By Chef Vincent Tropepe
Babka was developed in the Jewish communities of Eastern Europe in the early 19th century. Extra challah dough was rolled up with fruit jams, cinnamon and soft spreadable cheese and baked as a loaf alongside the challah. Chocolate was not originally used as a variety because it was not readily available. The chocolate babka was likely a mid – 20th century American development.
Brioche dates back in French baking to the 1400’s. Brioche is considered a Viennoiserie (a baked good made from yeast leavened dough similar to bread, but due to added ingredients such as eggs and sometimes made with cream it gave the finished product more of a pastry like characteristic).

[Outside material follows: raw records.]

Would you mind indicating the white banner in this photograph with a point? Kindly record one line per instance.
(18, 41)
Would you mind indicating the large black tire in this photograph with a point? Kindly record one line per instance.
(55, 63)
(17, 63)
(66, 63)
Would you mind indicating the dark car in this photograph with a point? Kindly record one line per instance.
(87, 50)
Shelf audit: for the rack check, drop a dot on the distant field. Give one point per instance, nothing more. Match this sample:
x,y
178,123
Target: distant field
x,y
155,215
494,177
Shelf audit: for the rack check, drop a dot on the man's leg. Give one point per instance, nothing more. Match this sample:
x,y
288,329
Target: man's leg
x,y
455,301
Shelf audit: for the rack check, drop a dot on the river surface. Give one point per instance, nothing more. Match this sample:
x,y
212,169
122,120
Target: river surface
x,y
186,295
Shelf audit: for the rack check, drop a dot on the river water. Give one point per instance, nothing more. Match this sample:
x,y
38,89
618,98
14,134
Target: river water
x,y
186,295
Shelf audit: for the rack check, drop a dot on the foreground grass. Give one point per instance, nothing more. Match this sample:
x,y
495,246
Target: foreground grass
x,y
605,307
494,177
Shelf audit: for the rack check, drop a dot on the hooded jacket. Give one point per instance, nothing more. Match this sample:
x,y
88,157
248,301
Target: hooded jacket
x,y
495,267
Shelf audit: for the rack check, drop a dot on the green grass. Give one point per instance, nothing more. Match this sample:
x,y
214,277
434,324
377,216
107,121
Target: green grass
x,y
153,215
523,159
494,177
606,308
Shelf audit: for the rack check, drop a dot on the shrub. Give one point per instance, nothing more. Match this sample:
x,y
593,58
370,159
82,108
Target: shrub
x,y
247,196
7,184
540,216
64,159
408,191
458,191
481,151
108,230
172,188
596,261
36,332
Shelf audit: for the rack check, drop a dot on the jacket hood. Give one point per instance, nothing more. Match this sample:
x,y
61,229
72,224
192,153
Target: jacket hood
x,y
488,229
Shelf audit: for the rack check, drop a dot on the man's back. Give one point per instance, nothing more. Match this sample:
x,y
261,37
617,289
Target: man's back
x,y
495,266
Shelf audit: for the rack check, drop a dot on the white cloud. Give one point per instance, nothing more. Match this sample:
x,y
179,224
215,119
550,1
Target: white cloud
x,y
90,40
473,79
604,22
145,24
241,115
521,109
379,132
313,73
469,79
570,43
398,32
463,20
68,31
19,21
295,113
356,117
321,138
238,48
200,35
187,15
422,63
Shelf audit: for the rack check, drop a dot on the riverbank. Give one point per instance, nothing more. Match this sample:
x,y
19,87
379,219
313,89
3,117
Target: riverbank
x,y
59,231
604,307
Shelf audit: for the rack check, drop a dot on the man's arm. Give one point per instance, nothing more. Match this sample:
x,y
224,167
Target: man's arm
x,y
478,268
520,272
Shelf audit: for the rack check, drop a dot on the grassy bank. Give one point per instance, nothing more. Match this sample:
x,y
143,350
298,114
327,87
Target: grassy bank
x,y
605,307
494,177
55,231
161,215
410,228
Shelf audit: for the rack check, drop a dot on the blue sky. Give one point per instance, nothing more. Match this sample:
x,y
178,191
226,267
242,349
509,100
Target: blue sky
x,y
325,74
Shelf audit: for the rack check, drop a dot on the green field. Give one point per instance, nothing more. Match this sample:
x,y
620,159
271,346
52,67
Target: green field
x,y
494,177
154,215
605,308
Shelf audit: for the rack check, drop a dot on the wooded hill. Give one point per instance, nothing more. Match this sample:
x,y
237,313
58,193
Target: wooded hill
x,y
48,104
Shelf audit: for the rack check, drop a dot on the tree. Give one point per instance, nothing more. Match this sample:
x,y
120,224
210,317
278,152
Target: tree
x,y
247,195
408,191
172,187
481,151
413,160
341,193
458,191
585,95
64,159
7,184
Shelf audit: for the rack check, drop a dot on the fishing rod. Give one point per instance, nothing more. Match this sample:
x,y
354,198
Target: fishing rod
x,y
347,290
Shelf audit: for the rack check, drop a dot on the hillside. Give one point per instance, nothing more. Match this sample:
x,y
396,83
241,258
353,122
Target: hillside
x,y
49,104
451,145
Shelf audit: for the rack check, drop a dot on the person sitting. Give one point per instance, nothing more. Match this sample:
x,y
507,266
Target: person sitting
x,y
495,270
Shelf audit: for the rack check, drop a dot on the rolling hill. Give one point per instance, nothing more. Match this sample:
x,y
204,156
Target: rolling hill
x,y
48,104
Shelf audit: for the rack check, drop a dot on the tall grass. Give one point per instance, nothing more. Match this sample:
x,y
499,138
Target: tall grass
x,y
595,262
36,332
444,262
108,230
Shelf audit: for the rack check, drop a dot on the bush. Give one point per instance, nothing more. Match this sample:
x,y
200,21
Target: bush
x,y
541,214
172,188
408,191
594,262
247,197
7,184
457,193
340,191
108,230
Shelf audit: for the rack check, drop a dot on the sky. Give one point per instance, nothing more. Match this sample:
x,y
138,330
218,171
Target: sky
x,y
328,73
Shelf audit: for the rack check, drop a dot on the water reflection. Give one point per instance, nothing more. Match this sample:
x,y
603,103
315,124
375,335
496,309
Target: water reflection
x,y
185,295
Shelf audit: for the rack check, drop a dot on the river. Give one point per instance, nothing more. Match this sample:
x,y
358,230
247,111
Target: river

As a pastry chef, I made brioche, challah and babka on many occasions. The doughs resemble the Italian pantone bread all of them are equally challenging to handle because of the egg and cream content. In a recent visit to Whole Foods I saw a cheese brioche that was braided like a traditional babka and thought I’d give it a try.
The cheese brioche was extremely soft and tender and had a wonderful cheese to dough ratio. It also equally resembled both breads. Whole Foods in my expert opinion created a hybrid bread from the traditional braided babka and French brioche and did so with precision. Anyone who is a pastry chef or even a home baker will agree that baking is more of a science. Individually, each of these breads require much attention to detail to make correctly, but to make tea baked goods into a separate third is a new level of baking.
In short, the babka/brioche in Whole Food’s is a definite win!